The melting temperatures of four of the halogens are given in the table below. (Refer
to the periodic table on page 408 to establish where the halogens occur in the table.)
Describe and explain the trend in melting temperatures of these elements.
Halogen
Fluorine (F2)
Chlorine (Cl2)
Bromine (Br2)
Iodine (I2)
Melting temperature (°C)
–220
–101
–7
114
A25.
Melting temperatures increase down the table because the molecules increase in mass
and size and there are more electrons in the molecules; therefore, the strength of the
dispersion forces increases.
Q26.
Suppose that you had samples of the two compounds OF2 and CF4. Between
molecules of which sample would the intermolecular forces of attraction be greater?
Explain your answer.
A26.
CF4 has a slightly higher boiling temperature (–128°C) than OF2 (–145°C), indicating
that the forces between molecules in CF4 are stronger. OF2 is slightly polar; CF4 is
non-polar. OF2 molecules are held together by forces of dipole–dipole attraction and
dispersion forces. Although CF4 molecules are attracted by dispersion forces only, the
much larger size of CF4 molecules makes the dispersion forces stronger than the sum
of the dipole–dipole forces and the dispersion forces between OF2 molecules.
Q27.
The mass of a hydrogen fluoride molecule is similar to the mass of a neon atom. The
boiling temperatures of these substances are very different, however. That of
hydrogen fluoride is 19.5°C and that of neon is –246°C. Explain the difference in this
property of the two substances.
A27.
Neon exists as single atoms, with the only forces of attraction being dispersion forces.
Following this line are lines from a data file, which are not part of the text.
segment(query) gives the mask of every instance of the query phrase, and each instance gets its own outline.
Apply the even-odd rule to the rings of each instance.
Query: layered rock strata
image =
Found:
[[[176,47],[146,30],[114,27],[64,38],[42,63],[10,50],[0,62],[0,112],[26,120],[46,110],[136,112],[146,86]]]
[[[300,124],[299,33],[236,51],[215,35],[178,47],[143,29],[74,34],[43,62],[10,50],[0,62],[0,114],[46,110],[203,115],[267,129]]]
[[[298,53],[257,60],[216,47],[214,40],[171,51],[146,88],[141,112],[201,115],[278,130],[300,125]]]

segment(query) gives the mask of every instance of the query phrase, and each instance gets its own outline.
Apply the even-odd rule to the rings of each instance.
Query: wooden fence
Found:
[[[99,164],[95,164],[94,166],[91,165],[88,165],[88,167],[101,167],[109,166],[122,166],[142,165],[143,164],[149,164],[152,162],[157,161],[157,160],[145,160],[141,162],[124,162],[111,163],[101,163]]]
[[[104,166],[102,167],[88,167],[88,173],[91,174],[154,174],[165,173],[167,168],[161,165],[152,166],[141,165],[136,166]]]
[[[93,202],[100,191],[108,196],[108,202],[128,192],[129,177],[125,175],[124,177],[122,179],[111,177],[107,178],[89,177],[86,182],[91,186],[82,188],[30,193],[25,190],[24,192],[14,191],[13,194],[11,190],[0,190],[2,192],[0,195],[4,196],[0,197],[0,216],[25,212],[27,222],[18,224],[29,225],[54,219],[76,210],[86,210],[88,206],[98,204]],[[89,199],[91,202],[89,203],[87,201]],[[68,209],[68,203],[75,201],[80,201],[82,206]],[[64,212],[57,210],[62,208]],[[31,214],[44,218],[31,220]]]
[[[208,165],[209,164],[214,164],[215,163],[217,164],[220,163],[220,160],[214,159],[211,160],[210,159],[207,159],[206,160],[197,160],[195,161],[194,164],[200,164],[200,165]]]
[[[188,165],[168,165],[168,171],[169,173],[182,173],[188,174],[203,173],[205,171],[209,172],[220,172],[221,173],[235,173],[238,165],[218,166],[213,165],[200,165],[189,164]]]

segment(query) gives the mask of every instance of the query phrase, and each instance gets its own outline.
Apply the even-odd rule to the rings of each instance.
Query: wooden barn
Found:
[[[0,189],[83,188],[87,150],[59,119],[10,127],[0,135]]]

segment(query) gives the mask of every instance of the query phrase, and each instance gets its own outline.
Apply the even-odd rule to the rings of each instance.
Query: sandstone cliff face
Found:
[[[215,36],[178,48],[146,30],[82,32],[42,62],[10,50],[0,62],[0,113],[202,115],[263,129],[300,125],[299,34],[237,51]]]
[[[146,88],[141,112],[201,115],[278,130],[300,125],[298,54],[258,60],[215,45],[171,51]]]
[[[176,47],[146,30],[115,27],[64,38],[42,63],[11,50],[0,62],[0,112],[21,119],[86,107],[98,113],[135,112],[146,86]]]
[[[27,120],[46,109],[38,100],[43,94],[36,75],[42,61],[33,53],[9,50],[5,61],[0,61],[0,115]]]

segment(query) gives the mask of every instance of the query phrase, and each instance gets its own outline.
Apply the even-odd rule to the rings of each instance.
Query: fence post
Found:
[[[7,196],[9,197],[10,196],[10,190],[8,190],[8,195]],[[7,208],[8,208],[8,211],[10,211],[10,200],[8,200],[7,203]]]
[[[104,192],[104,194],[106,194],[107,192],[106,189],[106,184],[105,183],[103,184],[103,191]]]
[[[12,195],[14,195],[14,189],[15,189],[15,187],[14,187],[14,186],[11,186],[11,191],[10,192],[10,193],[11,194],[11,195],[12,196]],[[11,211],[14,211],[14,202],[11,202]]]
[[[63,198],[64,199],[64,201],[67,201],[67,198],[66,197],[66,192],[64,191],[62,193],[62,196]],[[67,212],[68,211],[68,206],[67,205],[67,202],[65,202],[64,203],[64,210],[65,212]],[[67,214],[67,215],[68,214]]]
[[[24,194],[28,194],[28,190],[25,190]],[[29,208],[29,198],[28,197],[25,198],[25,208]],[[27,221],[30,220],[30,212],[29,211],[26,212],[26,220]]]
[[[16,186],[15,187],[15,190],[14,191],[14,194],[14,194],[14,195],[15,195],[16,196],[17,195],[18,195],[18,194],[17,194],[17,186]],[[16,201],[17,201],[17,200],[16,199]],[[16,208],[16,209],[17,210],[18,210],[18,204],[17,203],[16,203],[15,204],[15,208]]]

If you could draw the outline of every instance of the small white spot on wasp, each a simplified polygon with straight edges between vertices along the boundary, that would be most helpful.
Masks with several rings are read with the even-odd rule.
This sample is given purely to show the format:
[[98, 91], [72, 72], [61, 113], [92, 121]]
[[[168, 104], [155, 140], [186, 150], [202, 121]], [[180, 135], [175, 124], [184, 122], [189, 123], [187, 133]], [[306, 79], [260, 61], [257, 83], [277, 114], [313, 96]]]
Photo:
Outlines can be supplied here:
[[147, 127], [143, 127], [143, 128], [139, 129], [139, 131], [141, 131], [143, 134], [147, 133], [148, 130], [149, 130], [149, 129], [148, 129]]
As Ne atoms have very few electrons, the dispersion forces are extremely weak. Neon
therefore has a very low boiling temperature. Hydrogen fluoride molecules, however,
are very polar and so are held together by electrostatic attraction between permanent
dipoles. Because hydrogen is bonded to the very electronegative fluorine, the forces
between molecules are known as hydrogen bonds. These are relatively strong
intermolecular bonds and HF, therefore, has a much higher boiling temperature than
Ne. (The dispersion forces operating between HF molecules are extremely weak.)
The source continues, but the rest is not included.